We also identified two health-related aspects beyond the EQ-5D-5L domains, ‘fatigue/energy’ and ‘appetite’. Fatigue is found to be associated with health-related quality of life [39, 40] and the ‘fatigue/energy’ item has been constructed in the most widely used quality-of-life instrument, Short Form 36 (SF-36) [41]. More importantly, most rural residents in China rely on physical labour to make a living, and thus the energy level is important, not only to their health, but to their life. Regarding ‘appetite’, Chinese believe that ‘the human is the iron, the food is a steel’, so the appetite is an indicator of the health and such finding is not surprising. These results could inform future research on ‘bolt-on’ dimensions to the EQ-5D. The bolt-on approach aims to address the fact that the current five domains cover only a limited range of health-related quality of life, and it is important to prioritise the domains that are important to the target population.

It is found that rural residents in China put the highest importance on ‘mobility’ and least importance on ‘anxiety/depression’. As discussed earlier, physical labour is their main source of income, so it is in line with our expectation that the physical health-related domain would be considered important. For the least important domain, research showed that the rural residents in China lacked mental health knowledge [42], and as a result, they may not be aware of the importance of mental health. The formal words used in this domain add more barriers to the understanding, so it is not surprising that this was considered as the least important.

Compared with the published qualitative studies of EQ-5D [43, 44], this study, for the first time, evaluated the content validity of EQ-5D-5L among rural Chinese. The results presented here provide some insights on the large-scale application of EQ-5D-5L in China. This study could also inform researchers that urban–rural differences should be noted when measuring health-related quality of life using patient-reported outcome measures. There are several limitations to this study. First, the respondents were recruited from only four regions across China, which could not fully represent the rural Chinese. There are large differences in culture, oral language and health knowledge between different regions.
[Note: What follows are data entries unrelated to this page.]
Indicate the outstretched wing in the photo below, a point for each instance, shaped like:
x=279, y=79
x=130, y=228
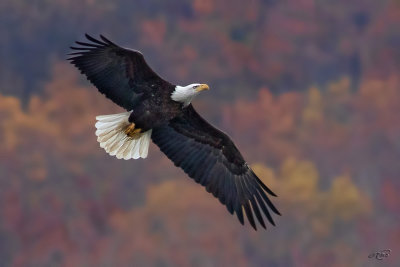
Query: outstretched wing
x=121, y=74
x=209, y=157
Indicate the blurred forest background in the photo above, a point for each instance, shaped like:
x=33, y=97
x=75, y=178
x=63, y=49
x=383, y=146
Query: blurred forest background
x=308, y=89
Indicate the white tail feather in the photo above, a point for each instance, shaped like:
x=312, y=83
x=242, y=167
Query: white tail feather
x=111, y=136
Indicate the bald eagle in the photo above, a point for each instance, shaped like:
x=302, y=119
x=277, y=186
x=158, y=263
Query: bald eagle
x=162, y=112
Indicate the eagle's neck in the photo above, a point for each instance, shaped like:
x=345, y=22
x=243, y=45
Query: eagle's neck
x=184, y=94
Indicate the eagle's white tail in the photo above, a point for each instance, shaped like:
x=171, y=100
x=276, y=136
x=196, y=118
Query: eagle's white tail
x=113, y=138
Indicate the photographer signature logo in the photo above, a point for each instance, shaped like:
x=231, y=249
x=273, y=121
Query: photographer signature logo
x=380, y=255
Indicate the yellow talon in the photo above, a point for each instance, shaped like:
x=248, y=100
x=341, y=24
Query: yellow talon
x=131, y=131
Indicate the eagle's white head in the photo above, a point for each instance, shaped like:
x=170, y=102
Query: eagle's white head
x=185, y=94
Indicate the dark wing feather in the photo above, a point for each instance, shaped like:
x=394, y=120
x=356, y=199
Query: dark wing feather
x=121, y=74
x=209, y=157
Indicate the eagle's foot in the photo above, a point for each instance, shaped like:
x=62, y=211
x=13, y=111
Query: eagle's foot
x=131, y=131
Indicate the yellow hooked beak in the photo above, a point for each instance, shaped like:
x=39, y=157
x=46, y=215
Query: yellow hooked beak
x=202, y=87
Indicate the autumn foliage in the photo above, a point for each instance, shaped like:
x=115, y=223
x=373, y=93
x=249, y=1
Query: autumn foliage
x=308, y=90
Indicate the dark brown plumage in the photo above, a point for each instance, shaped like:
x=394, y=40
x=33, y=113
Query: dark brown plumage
x=205, y=153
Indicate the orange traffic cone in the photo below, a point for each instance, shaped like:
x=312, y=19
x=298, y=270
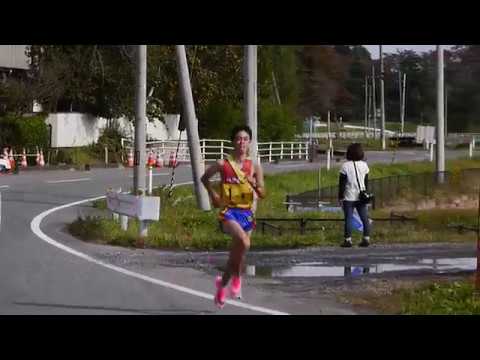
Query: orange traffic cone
x=24, y=158
x=130, y=158
x=41, y=161
x=159, y=163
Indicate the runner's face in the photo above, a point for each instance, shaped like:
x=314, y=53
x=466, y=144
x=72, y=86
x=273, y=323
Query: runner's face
x=242, y=142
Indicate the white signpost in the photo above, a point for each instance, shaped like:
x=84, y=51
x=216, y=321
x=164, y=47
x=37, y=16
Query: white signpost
x=143, y=208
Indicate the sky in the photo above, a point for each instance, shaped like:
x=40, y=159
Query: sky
x=393, y=48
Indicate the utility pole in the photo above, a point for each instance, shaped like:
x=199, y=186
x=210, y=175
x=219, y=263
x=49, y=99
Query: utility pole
x=370, y=114
x=250, y=95
x=446, y=112
x=404, y=99
x=382, y=98
x=440, y=114
x=139, y=173
x=275, y=88
x=198, y=165
x=366, y=107
x=400, y=96
x=374, y=104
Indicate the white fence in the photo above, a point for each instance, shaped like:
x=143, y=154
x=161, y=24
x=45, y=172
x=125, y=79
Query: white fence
x=213, y=149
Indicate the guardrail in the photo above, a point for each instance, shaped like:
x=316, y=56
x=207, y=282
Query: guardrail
x=213, y=149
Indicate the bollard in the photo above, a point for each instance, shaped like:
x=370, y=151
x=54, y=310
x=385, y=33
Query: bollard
x=150, y=180
x=124, y=222
x=143, y=229
x=328, y=159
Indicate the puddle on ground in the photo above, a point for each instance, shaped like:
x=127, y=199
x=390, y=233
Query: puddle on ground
x=323, y=269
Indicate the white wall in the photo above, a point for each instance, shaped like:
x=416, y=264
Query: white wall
x=76, y=129
x=13, y=56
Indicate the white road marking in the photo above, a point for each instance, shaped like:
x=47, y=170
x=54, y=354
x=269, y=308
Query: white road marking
x=67, y=181
x=35, y=227
x=131, y=176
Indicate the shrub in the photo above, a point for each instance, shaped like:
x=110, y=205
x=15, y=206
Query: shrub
x=27, y=132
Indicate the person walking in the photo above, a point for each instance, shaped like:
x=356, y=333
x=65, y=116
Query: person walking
x=353, y=180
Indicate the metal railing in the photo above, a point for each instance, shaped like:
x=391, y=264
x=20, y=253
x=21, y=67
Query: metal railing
x=390, y=188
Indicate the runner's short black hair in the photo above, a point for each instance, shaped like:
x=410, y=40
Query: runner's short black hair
x=239, y=128
x=355, y=152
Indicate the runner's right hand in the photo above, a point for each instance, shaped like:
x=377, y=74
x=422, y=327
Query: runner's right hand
x=216, y=200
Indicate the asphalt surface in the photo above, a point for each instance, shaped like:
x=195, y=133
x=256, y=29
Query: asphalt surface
x=38, y=278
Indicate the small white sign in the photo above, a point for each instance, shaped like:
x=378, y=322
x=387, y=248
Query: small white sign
x=140, y=207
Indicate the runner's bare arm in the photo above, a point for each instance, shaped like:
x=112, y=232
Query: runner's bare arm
x=258, y=183
x=209, y=173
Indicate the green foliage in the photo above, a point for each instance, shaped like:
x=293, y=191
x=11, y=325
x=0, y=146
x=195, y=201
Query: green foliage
x=276, y=123
x=457, y=298
x=183, y=225
x=21, y=132
x=219, y=119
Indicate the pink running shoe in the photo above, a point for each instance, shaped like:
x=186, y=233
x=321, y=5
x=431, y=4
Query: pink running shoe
x=220, y=295
x=236, y=287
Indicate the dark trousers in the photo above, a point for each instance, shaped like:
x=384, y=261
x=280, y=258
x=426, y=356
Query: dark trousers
x=348, y=207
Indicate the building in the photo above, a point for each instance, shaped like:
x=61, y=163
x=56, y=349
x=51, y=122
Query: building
x=13, y=58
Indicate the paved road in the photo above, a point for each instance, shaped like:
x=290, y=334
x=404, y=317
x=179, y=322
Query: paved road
x=38, y=278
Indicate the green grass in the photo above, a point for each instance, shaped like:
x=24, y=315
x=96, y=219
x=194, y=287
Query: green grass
x=183, y=226
x=457, y=298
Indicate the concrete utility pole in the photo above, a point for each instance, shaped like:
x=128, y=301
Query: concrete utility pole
x=250, y=95
x=366, y=107
x=440, y=114
x=404, y=99
x=198, y=165
x=374, y=104
x=139, y=174
x=382, y=98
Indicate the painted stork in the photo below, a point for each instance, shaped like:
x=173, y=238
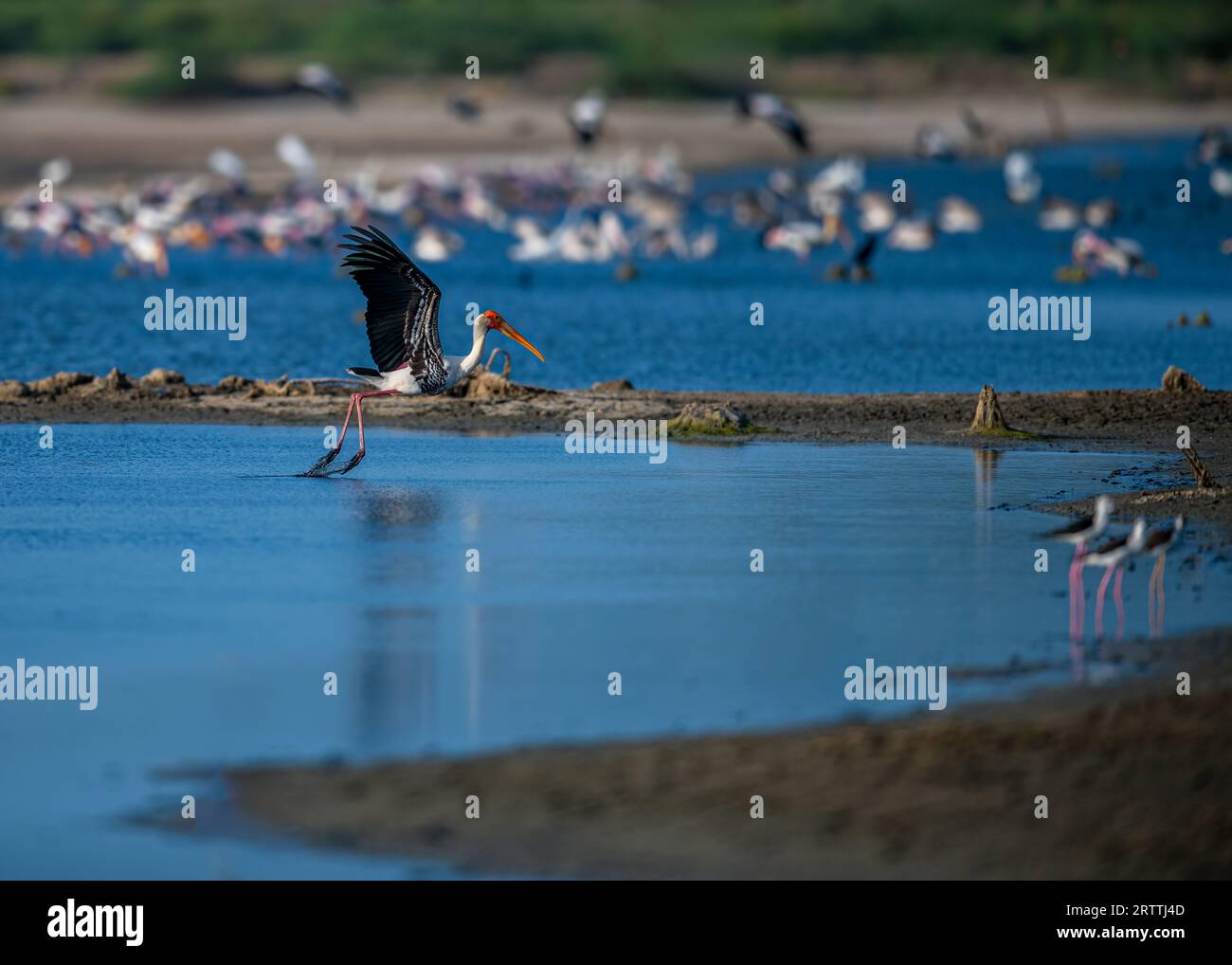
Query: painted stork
x=403, y=333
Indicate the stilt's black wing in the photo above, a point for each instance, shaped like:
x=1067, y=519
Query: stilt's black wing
x=402, y=308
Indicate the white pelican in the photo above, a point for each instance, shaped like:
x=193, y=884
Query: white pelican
x=403, y=333
x=1023, y=183
x=912, y=234
x=1059, y=214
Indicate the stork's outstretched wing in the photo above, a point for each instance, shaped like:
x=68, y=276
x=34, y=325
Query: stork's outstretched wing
x=402, y=308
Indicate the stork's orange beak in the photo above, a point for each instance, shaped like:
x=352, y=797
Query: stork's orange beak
x=506, y=329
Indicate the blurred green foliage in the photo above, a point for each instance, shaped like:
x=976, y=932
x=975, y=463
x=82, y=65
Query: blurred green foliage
x=641, y=47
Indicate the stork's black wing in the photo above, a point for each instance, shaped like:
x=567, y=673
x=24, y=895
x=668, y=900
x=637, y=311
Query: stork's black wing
x=402, y=308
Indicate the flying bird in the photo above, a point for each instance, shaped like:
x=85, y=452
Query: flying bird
x=1157, y=545
x=1078, y=533
x=403, y=336
x=776, y=114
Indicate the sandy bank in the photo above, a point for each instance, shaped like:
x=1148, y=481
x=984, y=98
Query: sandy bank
x=407, y=130
x=1129, y=420
x=1137, y=781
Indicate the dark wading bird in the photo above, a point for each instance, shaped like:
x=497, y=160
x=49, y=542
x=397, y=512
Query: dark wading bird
x=403, y=336
x=320, y=81
x=1157, y=545
x=776, y=114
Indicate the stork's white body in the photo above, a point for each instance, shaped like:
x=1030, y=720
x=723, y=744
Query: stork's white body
x=456, y=366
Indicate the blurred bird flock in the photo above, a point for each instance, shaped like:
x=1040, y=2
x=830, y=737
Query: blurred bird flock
x=565, y=210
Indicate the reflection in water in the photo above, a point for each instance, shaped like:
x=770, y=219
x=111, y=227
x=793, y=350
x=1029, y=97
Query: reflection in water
x=397, y=662
x=986, y=471
x=1156, y=596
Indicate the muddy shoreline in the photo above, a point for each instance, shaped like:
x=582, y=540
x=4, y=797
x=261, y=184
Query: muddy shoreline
x=1137, y=780
x=1137, y=776
x=1125, y=420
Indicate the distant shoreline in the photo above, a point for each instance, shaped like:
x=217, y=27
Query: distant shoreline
x=112, y=143
x=1128, y=420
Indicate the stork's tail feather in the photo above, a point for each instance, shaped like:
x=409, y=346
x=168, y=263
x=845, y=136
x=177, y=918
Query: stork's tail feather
x=369, y=374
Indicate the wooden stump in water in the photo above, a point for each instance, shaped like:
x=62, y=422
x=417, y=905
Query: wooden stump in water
x=1202, y=475
x=988, y=414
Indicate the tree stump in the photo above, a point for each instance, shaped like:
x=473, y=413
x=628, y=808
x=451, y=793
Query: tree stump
x=1202, y=475
x=1178, y=380
x=988, y=414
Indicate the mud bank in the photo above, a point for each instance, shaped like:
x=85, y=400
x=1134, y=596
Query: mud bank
x=1136, y=776
x=1133, y=420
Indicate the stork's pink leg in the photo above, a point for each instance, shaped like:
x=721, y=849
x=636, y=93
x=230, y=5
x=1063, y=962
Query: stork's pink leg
x=333, y=454
x=1159, y=604
x=1150, y=598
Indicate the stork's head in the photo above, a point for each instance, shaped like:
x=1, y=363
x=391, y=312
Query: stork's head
x=492, y=320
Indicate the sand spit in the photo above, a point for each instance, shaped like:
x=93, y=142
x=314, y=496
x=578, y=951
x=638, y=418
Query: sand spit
x=1129, y=420
x=1137, y=780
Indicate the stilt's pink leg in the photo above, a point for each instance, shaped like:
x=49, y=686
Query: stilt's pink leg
x=1120, y=603
x=1159, y=604
x=1099, y=603
x=350, y=408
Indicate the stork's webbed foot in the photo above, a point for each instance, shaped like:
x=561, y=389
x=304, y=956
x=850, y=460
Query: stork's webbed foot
x=317, y=469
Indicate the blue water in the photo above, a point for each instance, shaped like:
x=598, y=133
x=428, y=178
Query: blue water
x=922, y=325
x=588, y=565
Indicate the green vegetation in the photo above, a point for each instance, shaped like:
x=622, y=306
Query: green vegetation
x=1005, y=434
x=637, y=47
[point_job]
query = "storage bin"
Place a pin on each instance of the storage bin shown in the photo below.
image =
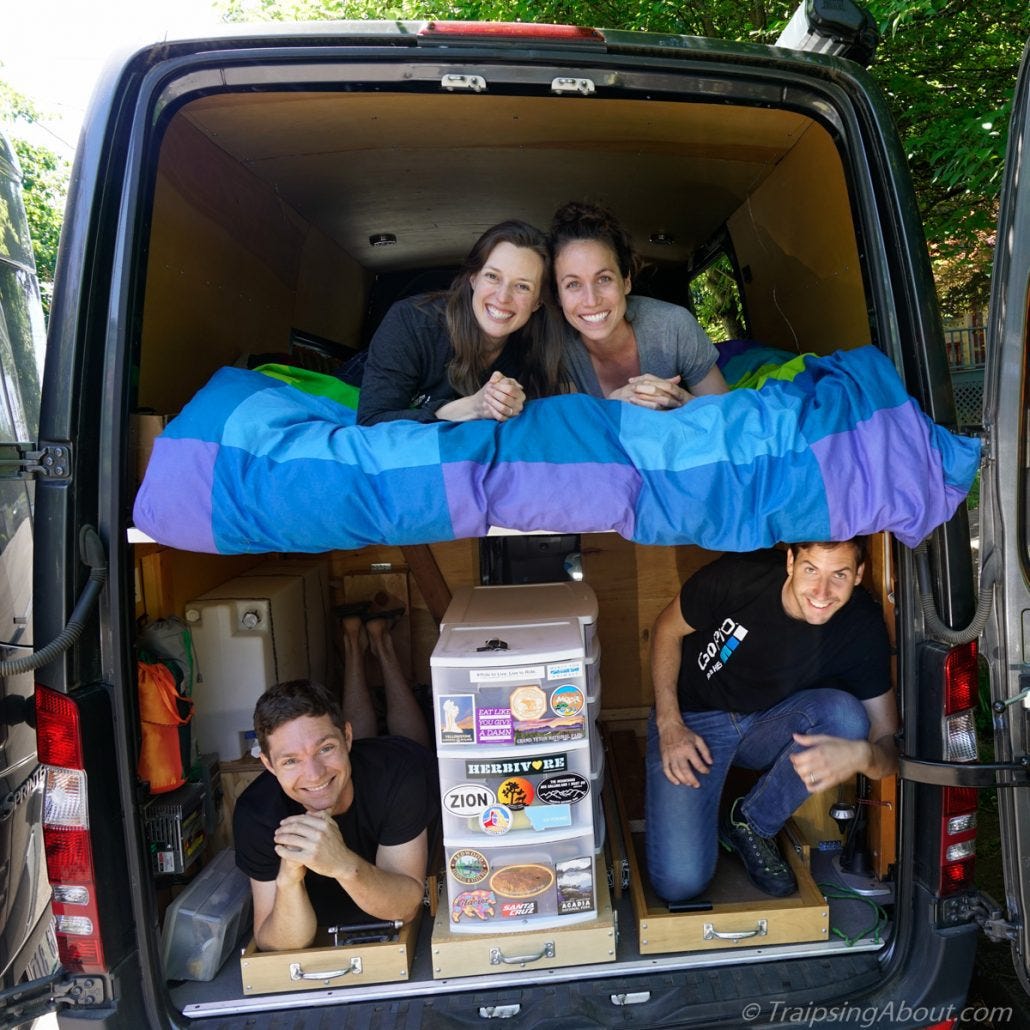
(205, 922)
(507, 888)
(505, 605)
(519, 684)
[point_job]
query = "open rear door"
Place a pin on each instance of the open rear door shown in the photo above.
(1005, 511)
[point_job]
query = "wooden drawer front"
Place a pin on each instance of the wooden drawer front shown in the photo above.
(581, 943)
(358, 965)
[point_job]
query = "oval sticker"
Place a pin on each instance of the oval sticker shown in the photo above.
(469, 866)
(563, 789)
(468, 799)
(567, 700)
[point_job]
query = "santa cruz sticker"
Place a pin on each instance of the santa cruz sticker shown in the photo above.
(468, 798)
(567, 700)
(469, 866)
(565, 789)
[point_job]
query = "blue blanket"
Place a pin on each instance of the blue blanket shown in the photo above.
(253, 464)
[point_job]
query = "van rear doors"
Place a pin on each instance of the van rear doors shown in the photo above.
(1005, 511)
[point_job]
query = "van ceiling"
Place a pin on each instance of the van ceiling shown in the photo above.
(436, 170)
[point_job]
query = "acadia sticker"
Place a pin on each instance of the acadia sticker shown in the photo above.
(469, 866)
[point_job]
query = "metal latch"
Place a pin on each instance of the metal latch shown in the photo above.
(453, 80)
(24, 460)
(570, 83)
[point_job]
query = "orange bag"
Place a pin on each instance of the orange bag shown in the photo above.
(162, 711)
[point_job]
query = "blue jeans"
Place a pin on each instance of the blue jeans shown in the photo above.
(682, 822)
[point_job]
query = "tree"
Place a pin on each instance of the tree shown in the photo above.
(948, 68)
(44, 185)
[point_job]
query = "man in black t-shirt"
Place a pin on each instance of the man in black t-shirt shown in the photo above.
(787, 674)
(336, 829)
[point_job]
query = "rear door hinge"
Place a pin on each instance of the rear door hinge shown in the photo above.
(43, 460)
(981, 908)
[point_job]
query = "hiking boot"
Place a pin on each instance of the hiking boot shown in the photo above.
(764, 865)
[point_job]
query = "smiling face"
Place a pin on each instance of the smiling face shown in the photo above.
(310, 757)
(820, 582)
(506, 289)
(591, 289)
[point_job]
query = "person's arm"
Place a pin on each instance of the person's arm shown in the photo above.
(827, 761)
(684, 753)
(283, 917)
(407, 356)
(390, 888)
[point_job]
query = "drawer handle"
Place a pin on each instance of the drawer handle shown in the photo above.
(711, 933)
(498, 956)
(296, 972)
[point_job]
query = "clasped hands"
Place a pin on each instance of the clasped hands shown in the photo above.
(648, 390)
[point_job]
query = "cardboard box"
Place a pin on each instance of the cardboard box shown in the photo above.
(324, 965)
(578, 943)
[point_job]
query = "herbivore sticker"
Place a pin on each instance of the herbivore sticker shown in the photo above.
(529, 765)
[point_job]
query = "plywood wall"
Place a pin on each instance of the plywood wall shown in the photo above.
(795, 243)
(231, 270)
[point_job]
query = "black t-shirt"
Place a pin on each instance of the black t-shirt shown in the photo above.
(406, 370)
(747, 653)
(396, 797)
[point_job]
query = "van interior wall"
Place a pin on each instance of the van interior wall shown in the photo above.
(796, 248)
(232, 269)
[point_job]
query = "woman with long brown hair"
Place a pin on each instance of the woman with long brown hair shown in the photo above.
(479, 349)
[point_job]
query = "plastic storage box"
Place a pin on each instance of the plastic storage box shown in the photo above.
(205, 922)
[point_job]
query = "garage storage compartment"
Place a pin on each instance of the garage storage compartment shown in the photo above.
(266, 202)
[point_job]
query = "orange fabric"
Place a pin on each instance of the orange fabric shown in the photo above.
(160, 755)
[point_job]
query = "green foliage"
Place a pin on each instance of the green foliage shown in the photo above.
(44, 184)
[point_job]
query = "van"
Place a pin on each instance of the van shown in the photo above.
(28, 948)
(262, 196)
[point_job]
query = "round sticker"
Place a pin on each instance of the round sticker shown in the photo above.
(516, 792)
(564, 789)
(468, 799)
(496, 819)
(469, 866)
(567, 700)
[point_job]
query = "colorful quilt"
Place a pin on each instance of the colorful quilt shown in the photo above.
(272, 460)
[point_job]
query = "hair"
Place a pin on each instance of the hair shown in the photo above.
(283, 702)
(540, 339)
(580, 220)
(860, 544)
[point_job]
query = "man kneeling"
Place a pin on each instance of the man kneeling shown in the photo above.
(784, 674)
(336, 830)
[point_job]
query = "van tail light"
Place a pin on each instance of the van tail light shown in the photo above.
(66, 832)
(958, 804)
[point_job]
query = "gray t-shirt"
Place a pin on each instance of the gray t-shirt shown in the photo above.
(668, 340)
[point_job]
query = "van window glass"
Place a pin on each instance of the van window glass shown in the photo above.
(717, 303)
(14, 240)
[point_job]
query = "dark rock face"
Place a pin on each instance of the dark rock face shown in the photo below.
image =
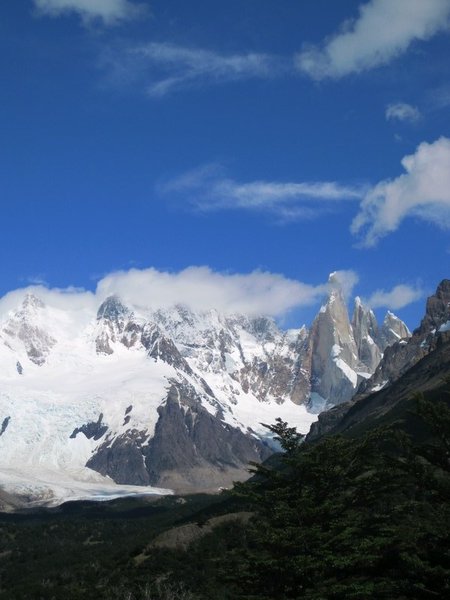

As the results showed, participants from different regions reported different pre- and post-debriefing EQ-5D-5L scores. These four counties were near the capital of the province or municipality, so for people living in more remote rural areas, there may be more problems in understanding the EQ-5D-5L. Second, data saturation was not adequately considered when designing this study, so it is likely that other shortcomings about the EQ-5D-5L may be missed. Third, the response rate was not recorded in this study, so there might be sampling bias that would affect the quality of the survey. Given these, the results should be seen as indicative. Future studies including participants from more regions to form a more representative sample would be preferred.

5 Conclusions

The content validity of the Chinese version of the EQ-5D-5L may be not satisfactory in rural residents as ‘pain/discomfort’ and ‘anxiety/depression’ domains are subject to poor comprehensibility. There are potential translation inaccuracies in domains and levels. It is suggested that future EQ-5D-5L-based studies implemented in rural China should keep these problems in mind. It might be sensible to discuss how to improve the current Chinese version and make it more understandable for rural residents.